Poverty Keeps Growing in the U.S.; The Media is Blind to Report on It
John Hanrahan writes on Nieman Watchdog
If Michael Harrington, author of The Other America: Poverty in the United States, were alive today and writing an update of his 1962 classic, he would probably not need to change a word of the following observation from that book:
(T)he poor are politically invisible. It is one of the cruelest ironies of social life in advanced countries that the dispossessed at the bottom of society are unable to speak for themselves. The people of the other America do not, by and large, belong to unions, to fraternal organizations, or to political parties. They are without lobbies of their own; they put forward no legislative program. As a group, they are atomized. They have no face; they have no voice….
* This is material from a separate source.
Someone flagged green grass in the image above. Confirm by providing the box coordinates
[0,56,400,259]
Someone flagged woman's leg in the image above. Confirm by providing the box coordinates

Further, Harrington wrote, “society is creating a new kind of blindness about poverty. It is increasingly slipping out of the very experience and consciousness of the nation.”
And so it is for the most part today: Invisible in our political discourse. Invisible in the press. Invisible in current discussions of solutions to our Great Recession but all too real for growing numbers of millions of Americans. The mainstream news media should acknowledge an obligation to make these invisible Americans more visible. Perhaps they could devote to the nation’s poor — and to solutions to poverty — even 10 percent of the news space and broadcast news time they give week in and week out to the tiniest ups and downs of the stock market, consumer spending, professional sports, and celebrities famous for being famous.